The Trump administration’s drastic funding cuts will seriously hamper research programs, completely shut down others, end clinical trials that for many are a last hope, and freeze promising drugs in the pipeline, potentially setting research and treatment programs for LFS back years or even decades.
Since the death of our second daughter, my wife, Kathy and I have volunteered for the Li-Fraumeni Syndrome Association, an international patient advocacy community of Li-Fraumeni Syndrome families, clinicians and researchers, formed in 2010, following the first LFS symposium, which took place at, yes, the National Institutes of Health in Bethesda, Maryland. At that time, only a few hundred affected families had been identified worldwide. Today, estimates suggest that as many as 1 in 3,000 to 1 in 5,000 people have LFS. If true, that would mean 69,000 Americans with the condition, and although our individual journeys may be different, in some ways we’re all the same, living in a constant state of unease, wondering when the next cancer will strike. That means feeling for lumps and bumps daily, always mindful of new aches and pains, always walking that fine line between vigilance and paranoia, waiting for the other shoe to drop.
The NIH budget cuts feel a bit like a shoe dropping. Reactions to the cuts within the community have ranged from bewilderment to anger to dread. Big Pharma interest in the rare disease space has historically been lukewarm, and federal dollars have been crucial in the advancement of research and developing treatments.
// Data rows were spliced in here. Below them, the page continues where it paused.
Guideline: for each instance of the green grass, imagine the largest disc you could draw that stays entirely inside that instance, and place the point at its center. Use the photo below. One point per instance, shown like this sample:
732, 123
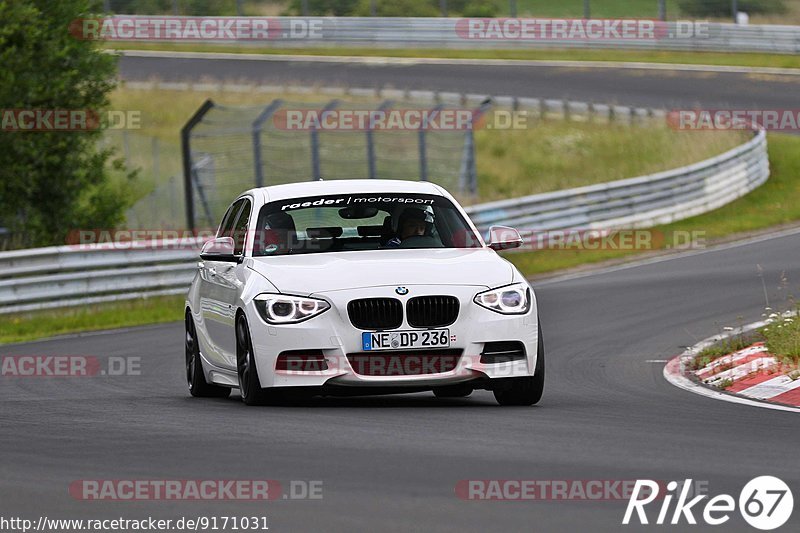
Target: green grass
545, 155
24, 327
782, 337
554, 154
599, 9
774, 203
646, 56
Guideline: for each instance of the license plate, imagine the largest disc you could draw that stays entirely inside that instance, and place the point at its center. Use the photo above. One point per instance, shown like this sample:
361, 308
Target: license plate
398, 340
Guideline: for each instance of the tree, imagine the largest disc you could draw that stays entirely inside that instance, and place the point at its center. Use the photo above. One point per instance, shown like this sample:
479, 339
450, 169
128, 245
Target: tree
54, 181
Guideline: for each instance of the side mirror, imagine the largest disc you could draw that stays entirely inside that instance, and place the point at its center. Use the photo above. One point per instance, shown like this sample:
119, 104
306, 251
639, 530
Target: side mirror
221, 247
504, 238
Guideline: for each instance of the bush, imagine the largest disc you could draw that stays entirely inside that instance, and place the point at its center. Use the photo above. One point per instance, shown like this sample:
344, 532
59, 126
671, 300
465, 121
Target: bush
54, 181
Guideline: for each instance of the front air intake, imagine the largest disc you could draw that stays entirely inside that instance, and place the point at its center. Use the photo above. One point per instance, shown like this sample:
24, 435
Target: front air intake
375, 313
432, 311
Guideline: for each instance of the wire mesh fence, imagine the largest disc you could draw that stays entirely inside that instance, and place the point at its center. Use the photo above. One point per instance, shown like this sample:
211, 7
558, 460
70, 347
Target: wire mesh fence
234, 148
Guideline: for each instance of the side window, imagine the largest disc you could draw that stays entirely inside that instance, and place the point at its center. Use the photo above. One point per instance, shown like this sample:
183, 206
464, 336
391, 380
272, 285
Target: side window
226, 227
240, 229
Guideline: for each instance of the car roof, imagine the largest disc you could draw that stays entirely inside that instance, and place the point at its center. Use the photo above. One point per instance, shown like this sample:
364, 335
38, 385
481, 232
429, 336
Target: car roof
360, 186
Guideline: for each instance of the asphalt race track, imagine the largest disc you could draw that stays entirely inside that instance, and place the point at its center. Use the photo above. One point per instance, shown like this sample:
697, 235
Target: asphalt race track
638, 87
392, 463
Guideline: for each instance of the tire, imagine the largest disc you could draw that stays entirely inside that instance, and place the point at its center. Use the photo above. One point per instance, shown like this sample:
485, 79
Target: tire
453, 391
198, 386
527, 390
249, 384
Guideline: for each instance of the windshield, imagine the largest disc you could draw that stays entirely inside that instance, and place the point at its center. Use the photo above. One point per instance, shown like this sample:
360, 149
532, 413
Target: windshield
349, 222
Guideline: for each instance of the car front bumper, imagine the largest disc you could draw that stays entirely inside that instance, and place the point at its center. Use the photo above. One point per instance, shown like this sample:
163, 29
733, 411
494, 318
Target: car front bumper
332, 334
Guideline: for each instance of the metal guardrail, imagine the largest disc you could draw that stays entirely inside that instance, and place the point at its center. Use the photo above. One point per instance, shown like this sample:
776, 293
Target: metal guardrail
638, 202
79, 275
433, 32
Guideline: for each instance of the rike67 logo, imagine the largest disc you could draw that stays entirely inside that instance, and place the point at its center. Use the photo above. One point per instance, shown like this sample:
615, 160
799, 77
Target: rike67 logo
765, 503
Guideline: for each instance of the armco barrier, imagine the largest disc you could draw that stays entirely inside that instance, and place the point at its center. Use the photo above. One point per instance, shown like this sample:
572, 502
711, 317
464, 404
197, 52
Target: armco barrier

I, and so many like me, would not be here today were it not for NIH-funded research that led to our condition being diagnosed, and the development of detection strategies that enable doctors to find and treat our cancers before they have a chance to spread any further. Continued funding of this vital work will help ensure that other families won’t have to suffer the pain and loss mine already has.
Jim Higgins, a self-employed real estate appraiser, and his wife, Kathy, volunteer for LFS-related causes and charities to honor the memory of their daughters.